To trzecie, którego ojciec jest w Polsce mógłby mieć ZR i dodatek na wielodzietność, o ile wiedzielibyśmy że tamtej dwójce zostały przyznane świadczenia rodzinne.
Wg naszych obliczeń wychodzi ZZZ, więc po konsultacji telefonicznej z UW wysłaliśmy pismo i kopię wniosku na to trzecie dziecko żeby w UW ustalili wysokość ZZZ (dodatek na wielodzietność zależy od tego czy na tą pierwszą dwójkę należy się ZR).

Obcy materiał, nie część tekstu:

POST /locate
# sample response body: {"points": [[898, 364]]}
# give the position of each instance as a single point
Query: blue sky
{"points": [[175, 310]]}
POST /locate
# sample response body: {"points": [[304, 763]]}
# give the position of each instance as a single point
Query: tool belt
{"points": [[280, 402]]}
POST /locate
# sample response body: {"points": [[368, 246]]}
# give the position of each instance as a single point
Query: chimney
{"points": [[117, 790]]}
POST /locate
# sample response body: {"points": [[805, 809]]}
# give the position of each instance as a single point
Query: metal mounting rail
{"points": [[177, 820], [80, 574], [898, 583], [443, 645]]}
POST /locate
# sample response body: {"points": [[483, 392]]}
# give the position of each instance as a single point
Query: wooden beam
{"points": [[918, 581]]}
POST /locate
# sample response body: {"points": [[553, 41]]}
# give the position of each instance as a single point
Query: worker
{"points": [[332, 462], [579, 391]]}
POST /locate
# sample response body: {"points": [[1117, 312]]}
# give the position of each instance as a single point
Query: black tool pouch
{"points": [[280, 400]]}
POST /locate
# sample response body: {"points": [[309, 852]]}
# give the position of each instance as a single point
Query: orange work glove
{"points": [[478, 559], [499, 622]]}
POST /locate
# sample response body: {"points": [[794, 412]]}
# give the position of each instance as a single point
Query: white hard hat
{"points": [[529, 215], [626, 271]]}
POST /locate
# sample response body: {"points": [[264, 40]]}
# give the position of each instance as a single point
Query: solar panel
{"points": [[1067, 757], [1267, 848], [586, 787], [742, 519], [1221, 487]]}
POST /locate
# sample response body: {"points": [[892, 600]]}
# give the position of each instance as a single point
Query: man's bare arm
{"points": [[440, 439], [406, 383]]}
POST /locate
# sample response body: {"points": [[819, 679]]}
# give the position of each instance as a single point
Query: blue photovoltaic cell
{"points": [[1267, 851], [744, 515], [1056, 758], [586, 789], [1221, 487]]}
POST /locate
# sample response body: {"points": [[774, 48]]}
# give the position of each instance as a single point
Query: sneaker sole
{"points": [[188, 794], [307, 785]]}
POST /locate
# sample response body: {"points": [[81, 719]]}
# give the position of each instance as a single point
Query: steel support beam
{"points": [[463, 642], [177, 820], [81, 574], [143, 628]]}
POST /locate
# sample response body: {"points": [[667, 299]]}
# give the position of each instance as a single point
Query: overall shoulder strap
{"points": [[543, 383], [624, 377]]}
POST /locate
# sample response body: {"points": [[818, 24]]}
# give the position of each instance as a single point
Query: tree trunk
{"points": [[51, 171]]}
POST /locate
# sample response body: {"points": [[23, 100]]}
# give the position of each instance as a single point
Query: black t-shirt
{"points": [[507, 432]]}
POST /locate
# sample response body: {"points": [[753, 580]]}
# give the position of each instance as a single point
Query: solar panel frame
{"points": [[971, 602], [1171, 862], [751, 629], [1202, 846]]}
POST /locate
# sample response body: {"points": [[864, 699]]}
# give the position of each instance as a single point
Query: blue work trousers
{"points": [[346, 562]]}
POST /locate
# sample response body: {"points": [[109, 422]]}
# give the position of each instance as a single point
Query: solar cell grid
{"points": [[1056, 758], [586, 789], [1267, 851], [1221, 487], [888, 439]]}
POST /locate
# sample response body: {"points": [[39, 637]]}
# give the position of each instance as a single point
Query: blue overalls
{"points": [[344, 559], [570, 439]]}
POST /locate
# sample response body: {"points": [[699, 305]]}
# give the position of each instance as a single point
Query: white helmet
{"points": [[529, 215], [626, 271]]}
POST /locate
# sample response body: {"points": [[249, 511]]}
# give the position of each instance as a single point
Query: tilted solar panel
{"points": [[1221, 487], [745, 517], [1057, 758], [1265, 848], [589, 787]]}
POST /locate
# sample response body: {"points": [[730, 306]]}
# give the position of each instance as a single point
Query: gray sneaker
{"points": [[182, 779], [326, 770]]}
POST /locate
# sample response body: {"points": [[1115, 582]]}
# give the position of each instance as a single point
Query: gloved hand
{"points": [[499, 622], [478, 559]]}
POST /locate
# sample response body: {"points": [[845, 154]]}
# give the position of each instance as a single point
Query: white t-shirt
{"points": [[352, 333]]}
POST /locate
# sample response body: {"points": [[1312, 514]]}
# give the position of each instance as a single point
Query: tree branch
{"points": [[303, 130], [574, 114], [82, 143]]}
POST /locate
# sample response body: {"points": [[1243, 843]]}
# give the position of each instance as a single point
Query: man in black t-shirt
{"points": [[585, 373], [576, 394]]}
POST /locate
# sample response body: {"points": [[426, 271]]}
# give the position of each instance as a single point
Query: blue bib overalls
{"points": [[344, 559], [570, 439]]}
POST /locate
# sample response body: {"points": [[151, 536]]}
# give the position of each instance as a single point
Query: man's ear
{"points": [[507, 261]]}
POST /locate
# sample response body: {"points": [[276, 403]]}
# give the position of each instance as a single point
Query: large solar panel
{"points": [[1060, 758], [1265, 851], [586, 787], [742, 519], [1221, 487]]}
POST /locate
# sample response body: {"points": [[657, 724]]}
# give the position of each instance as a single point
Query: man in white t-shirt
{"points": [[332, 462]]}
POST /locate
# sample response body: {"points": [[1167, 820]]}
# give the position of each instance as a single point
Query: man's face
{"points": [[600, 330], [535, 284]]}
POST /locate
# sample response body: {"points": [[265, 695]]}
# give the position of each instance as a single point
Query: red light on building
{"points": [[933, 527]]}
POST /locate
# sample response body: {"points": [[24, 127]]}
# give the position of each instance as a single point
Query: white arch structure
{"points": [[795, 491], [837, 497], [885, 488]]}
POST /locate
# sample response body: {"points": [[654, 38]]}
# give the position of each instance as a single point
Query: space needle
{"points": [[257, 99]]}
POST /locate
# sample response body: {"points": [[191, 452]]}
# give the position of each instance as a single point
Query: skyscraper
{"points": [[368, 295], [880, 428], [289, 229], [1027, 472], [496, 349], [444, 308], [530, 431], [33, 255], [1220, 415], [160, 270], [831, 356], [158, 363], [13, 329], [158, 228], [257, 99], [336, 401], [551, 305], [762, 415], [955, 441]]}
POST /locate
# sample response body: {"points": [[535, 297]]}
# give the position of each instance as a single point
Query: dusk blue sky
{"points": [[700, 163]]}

Dzisiaj dostaliśmy informację z UW że w związku z tym że oni nie są organem do rozpatrzenia tego wniosku (co jest oczywiste - ale kazali nam wysłać dokumenty) - mamy sobie ustalać świadczenia na to trzecie dziecko we własnym zakresie.
Powiedzcie, co zrobić - traktować tego trzeciego dzieciaka jako jedyne dziecko uprawnione do ZR?
Co z wielodzietnością? Dać odmowę? W stosunku do tamtych dzieci nie mamy decyzji Wojewody.
Zawiesić? Na podstawie czego? Bo czekamy na decyzję Wojewody?